Входная дверь трактира отворилась и в заведение зашла особа из рода зверолюдей. Наполовину кошка, наполовину женщина в цыганском красно-чёрном платье, видневшемся из-под накидки. Представительница народа фелинов была с красивыми серьгами и головным убором в виде треугольной косынки «дикло», закрученной на концах и завязанной на затылке, украшенной бисером, бусинами и металлическими побрякушками, и в поблёскивающем монетном ожерелье.
– Ты ж смотри, какая киса! – присвистнул Аргон, поправляя свою шляпу и приглаживая бурые кудри.
Цыганка уселась за столик, пододвинув к себе пустую тарелку, поглядела по сторонам и первым же делом начала прятать в левый рукав платья столовую вилку быстрым, но ловким движением. После чего проделала с ножом то же самое и, гневно, всплеснув руками, спросила, оскалившись и сверкая жёлтыми глазами, почему ей до сих пор не удосужились принести приборы.
– Ну, сейчас начнётся… – глядя на это, проговорил Берн. – Пора допивать да сваливать, пока всякая заварушка из-за воров не началась.

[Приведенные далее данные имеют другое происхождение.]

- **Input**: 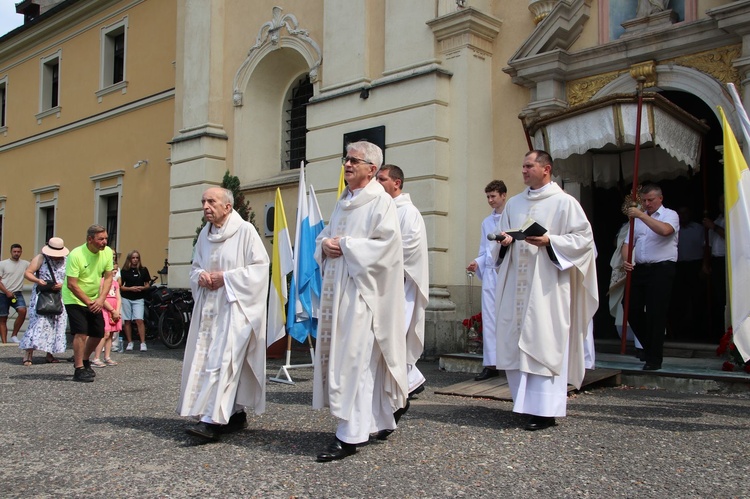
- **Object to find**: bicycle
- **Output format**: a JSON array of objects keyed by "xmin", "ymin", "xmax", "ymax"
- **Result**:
[
  {"xmin": 159, "ymin": 289, "xmax": 193, "ymax": 348},
  {"xmin": 143, "ymin": 276, "xmax": 172, "ymax": 341}
]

– Да куда ж ты денешься, когда разденешься, – усмехнулся цверг. – Пойду объясню этой кисе, что красть – грешно! – так и не глотнув наливки, спрыгнул он с мягкого, обитого чёрной кожей сидения близ стойки. – А ты пока тут посиди, радость моя, подожди. Да пребудет благословление Фрейи с тобой! – взял он девушку за руку, накрыв сверху второй ладонью и нежно похлопав.
– Так лорд, говоришь, вырубкой леса заинтересовался? – развернулся и Берн вслед за ушедшим гномом, обращаясь, по всей видимости, к златовласке на углу стойки.
– Где можно рубить, где нельзя… Охотничьи угодья там разные, чтоб не исчезли… Куда отправлять древесину потом… – лениво отвечала та, потягивая свою медовуху и ревниво косясь на Аргона, подсевшего к цыганке-фелину.
– Сударыня! Ваши глаза такие красивые и выразительные, – заперебирал крепкими пальцами Аргон по струнам своей лютни, влюблённым взором глядя на особу с кошачьей головой. – Они словно две большие луны, ярко взирающие с небес!
– Ох и хитрюга же вы, незнакомец, – протяжным «мяукающим» голоском произнесла та.
– Вот заливает, сукин сын, а! – оборачиваясь на них, качал головой Берн. – Охмуритель года ни дать ни взять.
– А что, и на это дело теперь конкурсы проходят на ярмарках? – протирая бокалы, бросил на него взор Ганс. – Что? – поймав ответный взор под скривившимися бровями, уточнил он. – Я во время праздников здесь делом занят, наплыв клиентов, мне не до соревнований на толстого хряка, большущую тыкву и самый уродливый помидор, похожий на харю тётушки Харли, – посмеялся он, а вместе с ним и Бернхард.
– Отца и дядю в шахте при взрыве ранило, настоящий хаос творится, – восклицал тем временем прибывшему лорду Петрус, да так, что было слышно даже у стойки.